The tragedy of the St. Louis and the repressive and mean-spirited policies of the Trump Administration are not identical, but they are chilling enough to give us pause. When the St. Louis was turned away from the U.S., 83% of Americans polled by Fortune magazine opposed the admission of Jews and others fleeing Nazi persecution. In March of 2017, the Denver Post reported that 52% of all Americans polled supported greater restrictions on the admission of refugees into the United States. While the recent figures appear to reflect a great improvement in public attitudes, it should be remembered that a majority of Americans are today concerned about a further mass influx of refugees that is unlikely to occur: Germany, for example – yes, Germany, the nation that murdered so many on the St. Louis – has taken more refugees in the past year than we have in the past 10 years. President Trump’s Draconian efforts to stop individuals, including would-be asylum seekers, from entering the United States from blood-soaked, war-torn Syria, Yemen, and other Muslim countries, is an excessive restraint on immigration where there already exists detailed vetting of would-be refugees and visitors, and where there is no evidence that a tidal wave of foreigners is set to besiege the airports of America. Indeed, the fear (or pretense) of the Administration and many in Congress that without a travel ban we are on the verge of an invasion of dangerous Middle Easterners is belied by the fact – the real fact, not a false or alternative fact – that virtually all of the Islamist terrorists who have murdered and injured Westerners, including very recently and tragically in Manchester, England, were homegrown. Furthermore, the demagogic statements from many of our political leaders about the possible invasion of our country by dangerous foreigners sound eerily similar to the rhetoric anti-Semites in and out of government who opposed the post-World War II admission of Jewish refugees from the Holocaust because of the lie the would-be immigrants were criminals and communists.

History may not repeat itself, but it often rhymes.
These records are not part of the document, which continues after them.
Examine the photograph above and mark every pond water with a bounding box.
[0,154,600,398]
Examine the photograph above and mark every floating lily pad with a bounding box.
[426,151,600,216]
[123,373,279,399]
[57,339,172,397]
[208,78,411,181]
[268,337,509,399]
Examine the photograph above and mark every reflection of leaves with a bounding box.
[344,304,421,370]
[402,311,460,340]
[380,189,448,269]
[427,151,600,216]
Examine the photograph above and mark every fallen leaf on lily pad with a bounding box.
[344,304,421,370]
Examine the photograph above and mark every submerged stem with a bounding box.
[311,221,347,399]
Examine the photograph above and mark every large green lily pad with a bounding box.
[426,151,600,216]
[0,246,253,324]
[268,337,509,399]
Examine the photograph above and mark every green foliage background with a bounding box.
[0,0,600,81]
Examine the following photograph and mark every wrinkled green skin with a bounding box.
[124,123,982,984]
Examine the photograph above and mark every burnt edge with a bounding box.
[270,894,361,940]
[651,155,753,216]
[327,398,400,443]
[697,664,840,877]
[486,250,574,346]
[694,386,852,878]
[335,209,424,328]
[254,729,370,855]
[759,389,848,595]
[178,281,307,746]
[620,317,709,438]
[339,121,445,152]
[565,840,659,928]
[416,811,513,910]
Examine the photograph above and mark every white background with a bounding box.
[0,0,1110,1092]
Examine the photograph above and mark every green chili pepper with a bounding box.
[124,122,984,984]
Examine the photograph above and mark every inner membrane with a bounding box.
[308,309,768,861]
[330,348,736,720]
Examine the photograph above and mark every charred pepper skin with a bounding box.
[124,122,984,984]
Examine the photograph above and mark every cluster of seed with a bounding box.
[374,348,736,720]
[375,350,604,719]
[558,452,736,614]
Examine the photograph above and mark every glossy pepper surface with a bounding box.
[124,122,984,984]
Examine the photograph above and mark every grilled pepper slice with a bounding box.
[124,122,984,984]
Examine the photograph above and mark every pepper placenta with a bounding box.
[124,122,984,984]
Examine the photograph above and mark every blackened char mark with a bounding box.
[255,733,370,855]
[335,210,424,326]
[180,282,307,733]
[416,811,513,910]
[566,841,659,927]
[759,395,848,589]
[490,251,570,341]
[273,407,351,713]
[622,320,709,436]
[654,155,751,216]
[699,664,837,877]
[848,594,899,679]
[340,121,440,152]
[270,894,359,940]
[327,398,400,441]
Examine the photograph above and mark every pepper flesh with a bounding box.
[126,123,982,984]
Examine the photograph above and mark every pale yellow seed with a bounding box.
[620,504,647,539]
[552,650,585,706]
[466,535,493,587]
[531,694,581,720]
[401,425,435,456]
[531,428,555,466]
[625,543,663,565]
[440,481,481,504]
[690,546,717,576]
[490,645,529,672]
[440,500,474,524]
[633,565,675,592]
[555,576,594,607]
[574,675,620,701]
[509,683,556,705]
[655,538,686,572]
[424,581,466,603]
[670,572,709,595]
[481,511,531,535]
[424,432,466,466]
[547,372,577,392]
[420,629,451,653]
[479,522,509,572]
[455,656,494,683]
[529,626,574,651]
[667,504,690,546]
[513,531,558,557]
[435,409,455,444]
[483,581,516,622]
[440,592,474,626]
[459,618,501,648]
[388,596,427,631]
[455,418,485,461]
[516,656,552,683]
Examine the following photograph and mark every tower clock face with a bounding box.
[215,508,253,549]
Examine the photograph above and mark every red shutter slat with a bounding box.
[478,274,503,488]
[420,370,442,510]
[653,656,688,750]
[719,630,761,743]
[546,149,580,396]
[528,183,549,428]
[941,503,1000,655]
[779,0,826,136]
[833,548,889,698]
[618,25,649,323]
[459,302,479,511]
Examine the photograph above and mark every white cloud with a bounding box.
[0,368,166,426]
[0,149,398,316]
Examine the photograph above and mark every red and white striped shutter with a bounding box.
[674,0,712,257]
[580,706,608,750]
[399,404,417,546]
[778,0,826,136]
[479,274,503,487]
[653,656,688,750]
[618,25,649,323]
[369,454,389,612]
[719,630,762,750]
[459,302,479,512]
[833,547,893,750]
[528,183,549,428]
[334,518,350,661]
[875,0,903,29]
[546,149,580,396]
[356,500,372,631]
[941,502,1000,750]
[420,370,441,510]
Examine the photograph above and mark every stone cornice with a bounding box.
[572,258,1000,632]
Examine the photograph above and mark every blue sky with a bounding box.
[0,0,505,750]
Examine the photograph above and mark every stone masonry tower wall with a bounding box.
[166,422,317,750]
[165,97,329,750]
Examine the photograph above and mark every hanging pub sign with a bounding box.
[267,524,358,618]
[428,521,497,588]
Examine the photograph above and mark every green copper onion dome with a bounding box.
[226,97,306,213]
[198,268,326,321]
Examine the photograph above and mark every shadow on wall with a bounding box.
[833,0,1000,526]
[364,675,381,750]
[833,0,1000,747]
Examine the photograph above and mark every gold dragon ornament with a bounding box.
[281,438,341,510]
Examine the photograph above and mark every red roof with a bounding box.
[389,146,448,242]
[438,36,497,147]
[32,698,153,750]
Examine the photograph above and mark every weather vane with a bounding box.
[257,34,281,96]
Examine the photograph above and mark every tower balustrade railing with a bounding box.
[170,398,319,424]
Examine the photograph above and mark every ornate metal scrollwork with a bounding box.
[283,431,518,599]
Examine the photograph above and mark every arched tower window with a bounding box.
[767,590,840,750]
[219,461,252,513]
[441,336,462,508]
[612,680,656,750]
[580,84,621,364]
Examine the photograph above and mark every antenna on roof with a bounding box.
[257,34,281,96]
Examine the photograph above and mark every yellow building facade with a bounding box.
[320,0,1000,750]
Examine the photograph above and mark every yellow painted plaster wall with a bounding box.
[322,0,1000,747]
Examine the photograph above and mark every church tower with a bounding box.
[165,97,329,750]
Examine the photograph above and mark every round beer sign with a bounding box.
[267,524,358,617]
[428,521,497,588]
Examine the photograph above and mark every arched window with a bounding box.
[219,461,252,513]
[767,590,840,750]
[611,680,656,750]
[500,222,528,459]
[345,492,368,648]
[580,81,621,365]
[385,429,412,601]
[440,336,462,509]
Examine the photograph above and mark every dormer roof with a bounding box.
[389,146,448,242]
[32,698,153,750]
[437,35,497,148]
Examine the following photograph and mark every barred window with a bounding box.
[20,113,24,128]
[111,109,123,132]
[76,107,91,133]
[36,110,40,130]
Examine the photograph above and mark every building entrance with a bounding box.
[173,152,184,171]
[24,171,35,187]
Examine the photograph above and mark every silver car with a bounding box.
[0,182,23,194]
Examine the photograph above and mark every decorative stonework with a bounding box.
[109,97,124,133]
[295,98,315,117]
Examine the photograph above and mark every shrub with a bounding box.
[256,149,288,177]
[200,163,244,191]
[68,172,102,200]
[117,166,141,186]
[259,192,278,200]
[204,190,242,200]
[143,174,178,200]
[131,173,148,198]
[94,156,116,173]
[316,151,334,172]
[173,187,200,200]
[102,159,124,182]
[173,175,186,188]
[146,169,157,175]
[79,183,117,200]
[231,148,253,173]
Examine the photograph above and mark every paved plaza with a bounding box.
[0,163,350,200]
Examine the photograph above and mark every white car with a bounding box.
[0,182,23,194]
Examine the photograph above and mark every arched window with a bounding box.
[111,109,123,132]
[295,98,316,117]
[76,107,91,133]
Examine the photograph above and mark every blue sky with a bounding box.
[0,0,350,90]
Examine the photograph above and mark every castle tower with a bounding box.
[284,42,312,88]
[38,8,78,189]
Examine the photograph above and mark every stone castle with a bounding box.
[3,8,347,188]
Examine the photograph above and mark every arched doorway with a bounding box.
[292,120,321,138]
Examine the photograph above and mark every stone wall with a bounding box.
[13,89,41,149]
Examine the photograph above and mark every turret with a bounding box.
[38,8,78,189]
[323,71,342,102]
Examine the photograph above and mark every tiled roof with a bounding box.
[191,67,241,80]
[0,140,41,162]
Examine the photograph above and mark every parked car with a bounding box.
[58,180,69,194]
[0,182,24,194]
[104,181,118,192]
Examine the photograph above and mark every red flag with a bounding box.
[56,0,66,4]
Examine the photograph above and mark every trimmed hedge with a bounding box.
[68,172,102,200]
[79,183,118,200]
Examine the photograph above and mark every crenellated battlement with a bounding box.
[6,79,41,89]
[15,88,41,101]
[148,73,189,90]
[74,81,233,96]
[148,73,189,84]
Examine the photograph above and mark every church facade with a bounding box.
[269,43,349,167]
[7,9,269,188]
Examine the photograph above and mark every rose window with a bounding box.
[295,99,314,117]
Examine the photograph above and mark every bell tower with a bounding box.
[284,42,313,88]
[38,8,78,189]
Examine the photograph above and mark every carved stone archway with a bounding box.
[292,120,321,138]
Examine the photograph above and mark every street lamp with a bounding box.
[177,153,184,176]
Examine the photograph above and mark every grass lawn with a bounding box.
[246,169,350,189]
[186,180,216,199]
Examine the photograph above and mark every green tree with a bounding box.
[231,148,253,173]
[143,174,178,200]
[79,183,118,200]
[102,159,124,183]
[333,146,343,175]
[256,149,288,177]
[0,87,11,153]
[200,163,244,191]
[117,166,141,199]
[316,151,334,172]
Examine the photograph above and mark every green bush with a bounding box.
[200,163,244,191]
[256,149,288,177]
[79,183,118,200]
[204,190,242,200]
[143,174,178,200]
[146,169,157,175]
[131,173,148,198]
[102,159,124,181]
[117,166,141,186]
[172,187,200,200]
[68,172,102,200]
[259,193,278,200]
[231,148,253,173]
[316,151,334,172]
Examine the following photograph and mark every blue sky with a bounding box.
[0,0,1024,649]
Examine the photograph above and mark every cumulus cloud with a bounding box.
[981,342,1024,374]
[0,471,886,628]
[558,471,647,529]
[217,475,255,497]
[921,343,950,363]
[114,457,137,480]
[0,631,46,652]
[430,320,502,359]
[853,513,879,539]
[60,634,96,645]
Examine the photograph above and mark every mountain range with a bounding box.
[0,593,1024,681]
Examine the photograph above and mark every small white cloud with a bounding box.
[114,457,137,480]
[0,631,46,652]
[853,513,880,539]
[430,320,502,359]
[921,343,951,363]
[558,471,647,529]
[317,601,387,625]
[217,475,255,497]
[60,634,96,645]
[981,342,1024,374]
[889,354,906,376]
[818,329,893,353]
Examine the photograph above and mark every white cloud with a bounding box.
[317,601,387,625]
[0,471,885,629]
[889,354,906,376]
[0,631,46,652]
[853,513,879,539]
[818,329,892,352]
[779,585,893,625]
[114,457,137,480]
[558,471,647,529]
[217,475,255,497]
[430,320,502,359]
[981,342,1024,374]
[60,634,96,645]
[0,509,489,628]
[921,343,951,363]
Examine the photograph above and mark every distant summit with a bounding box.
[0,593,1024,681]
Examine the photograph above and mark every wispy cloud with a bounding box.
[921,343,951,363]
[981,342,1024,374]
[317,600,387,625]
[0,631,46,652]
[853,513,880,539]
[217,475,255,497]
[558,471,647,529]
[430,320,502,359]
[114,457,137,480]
As we approach the 78th anniversary of the tragic odyssey of the St. Louis, we should be mindful that the presidential and political paranoia about today’s immigration challenges needs to be overcome by common sense and compassion, lest the ghosts of the passengers of the Voyage of the Damned haunt us forever.


Bruce J. Einhorn is a retired federal judge, a law professor, and the Founding Chair of the Committee for the Persecuted and Enslaved, a nonprofit refugee assistance organization.